Boris Johnson’s plans for a culture war may have boomeranged


In a bizarre act of self-inflicted punishment, Lee Anderson MP decided that it would be too painful for him to watch England play Italy in the final of the 2020 Euros. He thought that England players taking the knee represented an endorsement of ‘Black Lives Matter’, a movement whose “core principles aim to undermine our very way of life”.

Mr Anderson’s comments may seem ignorant of why players have chosen to openly show their opposition to racism, but the question to ask here, is how has the country entered a divisive national debate into the question of whether footballers should take the knee? Especially when it is clear why the players are doing so – they have said themselves. They are sick of seeing footballers being subject to an onslaught of vile racist abuse. Footballers argue taking the knee is an act of solidarity with those who are racially abused.

“I just don’t support people participating in that type of gesture politics”

Priti Patel, Home Secretary

Some suggest that the answer lies with Boris Johnson and Priti Patel. At the beginning of the Euros, Ms Patel, the Home Secretary, was asked whether she supported England fans booing players taking the knee; she responded, “I just don’t support people participating in that type of gesture politics”. Critics have noted that Ms Patel previously stood outside a people-trafficking raid with a jacket visibly labelled ‘Home Secretary’. Mr Johnson’s spokesperson similarly explained that the prime minister respects “… the right of those who choose to peacefully protest and make their feelings known”. Both refused to condemn those booing an anti-racist message.
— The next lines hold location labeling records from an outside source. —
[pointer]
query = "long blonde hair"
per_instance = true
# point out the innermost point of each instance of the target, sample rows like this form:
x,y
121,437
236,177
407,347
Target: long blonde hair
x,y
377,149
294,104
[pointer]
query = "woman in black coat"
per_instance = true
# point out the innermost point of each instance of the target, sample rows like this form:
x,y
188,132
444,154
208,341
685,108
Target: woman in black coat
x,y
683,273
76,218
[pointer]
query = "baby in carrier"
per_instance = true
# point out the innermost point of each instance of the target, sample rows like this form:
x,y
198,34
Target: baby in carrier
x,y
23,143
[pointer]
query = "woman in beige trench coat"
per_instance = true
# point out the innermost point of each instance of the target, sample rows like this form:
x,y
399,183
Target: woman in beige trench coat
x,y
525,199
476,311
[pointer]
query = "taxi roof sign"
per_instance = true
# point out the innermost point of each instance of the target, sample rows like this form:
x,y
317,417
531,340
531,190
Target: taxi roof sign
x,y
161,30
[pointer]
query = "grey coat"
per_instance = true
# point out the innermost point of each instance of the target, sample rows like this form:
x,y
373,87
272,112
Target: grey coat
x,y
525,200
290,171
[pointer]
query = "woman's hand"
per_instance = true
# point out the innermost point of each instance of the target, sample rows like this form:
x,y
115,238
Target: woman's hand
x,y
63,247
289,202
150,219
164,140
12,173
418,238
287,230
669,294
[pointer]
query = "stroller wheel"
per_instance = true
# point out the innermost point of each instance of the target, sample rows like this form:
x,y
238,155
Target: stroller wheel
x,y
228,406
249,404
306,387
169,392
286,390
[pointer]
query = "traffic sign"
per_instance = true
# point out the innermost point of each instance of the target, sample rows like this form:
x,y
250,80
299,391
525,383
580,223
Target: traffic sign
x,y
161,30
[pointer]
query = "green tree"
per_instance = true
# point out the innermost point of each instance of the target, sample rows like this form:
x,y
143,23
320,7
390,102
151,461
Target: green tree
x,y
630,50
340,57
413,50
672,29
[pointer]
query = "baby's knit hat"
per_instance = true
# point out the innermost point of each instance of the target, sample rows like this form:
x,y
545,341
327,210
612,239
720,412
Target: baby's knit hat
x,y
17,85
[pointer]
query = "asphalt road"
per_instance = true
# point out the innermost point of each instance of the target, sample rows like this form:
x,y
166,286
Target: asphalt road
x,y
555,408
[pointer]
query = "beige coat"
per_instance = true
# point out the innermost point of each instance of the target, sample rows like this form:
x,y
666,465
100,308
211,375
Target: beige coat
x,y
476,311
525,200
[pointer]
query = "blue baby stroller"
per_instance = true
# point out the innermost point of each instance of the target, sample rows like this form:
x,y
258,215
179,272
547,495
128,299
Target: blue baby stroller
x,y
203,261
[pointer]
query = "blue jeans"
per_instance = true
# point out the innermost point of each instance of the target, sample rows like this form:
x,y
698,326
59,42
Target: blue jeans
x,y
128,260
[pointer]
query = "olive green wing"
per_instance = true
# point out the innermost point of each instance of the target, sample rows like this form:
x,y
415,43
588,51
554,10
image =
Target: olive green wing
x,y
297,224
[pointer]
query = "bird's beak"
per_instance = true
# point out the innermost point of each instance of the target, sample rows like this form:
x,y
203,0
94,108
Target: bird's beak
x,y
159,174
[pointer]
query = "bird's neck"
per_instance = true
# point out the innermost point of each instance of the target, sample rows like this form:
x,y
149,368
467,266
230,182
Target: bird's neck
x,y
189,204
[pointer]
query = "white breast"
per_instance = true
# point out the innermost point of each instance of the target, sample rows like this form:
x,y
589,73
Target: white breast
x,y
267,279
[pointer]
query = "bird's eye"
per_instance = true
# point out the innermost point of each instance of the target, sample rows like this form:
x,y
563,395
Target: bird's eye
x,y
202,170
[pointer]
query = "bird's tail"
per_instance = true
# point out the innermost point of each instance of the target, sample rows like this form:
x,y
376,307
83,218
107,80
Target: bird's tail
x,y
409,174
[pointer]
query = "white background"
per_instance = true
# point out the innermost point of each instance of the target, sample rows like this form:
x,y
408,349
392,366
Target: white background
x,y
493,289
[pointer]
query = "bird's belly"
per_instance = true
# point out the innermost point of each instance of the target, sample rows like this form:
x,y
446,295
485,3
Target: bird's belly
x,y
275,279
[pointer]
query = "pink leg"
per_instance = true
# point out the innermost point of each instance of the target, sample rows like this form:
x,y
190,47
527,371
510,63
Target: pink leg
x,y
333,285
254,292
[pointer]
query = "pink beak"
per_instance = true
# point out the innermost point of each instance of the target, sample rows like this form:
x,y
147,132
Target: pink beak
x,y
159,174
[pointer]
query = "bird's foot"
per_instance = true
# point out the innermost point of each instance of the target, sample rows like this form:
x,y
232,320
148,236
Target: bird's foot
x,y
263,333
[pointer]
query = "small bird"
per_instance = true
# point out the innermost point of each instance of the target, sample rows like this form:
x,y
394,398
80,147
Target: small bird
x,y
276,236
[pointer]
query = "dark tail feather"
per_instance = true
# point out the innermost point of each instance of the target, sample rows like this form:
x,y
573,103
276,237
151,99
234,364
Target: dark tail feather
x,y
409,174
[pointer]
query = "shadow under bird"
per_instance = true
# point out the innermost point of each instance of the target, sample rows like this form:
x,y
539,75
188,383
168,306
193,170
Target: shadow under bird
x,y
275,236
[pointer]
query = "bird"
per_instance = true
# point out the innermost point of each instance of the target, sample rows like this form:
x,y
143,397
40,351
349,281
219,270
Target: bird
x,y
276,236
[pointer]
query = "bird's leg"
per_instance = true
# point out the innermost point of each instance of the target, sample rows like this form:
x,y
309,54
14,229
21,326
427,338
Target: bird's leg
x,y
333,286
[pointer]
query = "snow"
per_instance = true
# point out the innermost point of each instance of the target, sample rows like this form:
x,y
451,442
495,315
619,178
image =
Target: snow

Ms Patel’s sudden decision to condemn racist abuse after the final backfired. She may have been banking on the entire country suddenly succumbing to collective amnesia as she began to criticise the racist abuse England players were receiving – something Tyrone Mings swiftly picked up on. Mr Johnson and Ms Patel’s rushed backtracking from their refusal to condemn racism did not go unnoticed.

Mr Johnson chose not to condemn fans booing players taking the knee

Mr Johnson chose not to condemn fans booing players taking the knee. Commentators point out that in spite of evidence showing his refusal to condemn those booing, the Prime Minister made the following statement to the House of Commons: “We made it absolutely clear that no one should boo the England team”. Politically, this situation seems strange – why would the Prime Minister risk siding against a group of intelligent, popular footballers who are both leaders on and off the pitch?

The answer is because Mr Johnson had yet to understand that people could see a somewhat clumsy attempt to distract from the bigger question at hand. Some critics suggest that debates surrounding taking the knee are used by the government to distract from other problems facing the country. Taking the knee is a way to show solidarity with victims of racist abuse, its proponents argue. However, instead of discussing ways in which systemic racism can be tackled in Britain, we are left in a situation where the public is dragged into debating whether or not to support a simple anti-racist message.

After the penalty shootout, Gary Neville remarked “The standard of the leaders in the past couple of years in this country has been poor”. Following the game, the public quickly pointed out that the prime minister’s statements regarding booing players taking the knee were contradictory. Should the Prime Minister and the Home Secretary bear some responsibility for racist abuse aimed towards players? Mr Johnson will be alarmed that his recent attempt to stir the division he appears to need to do has boomeranged straight back to him.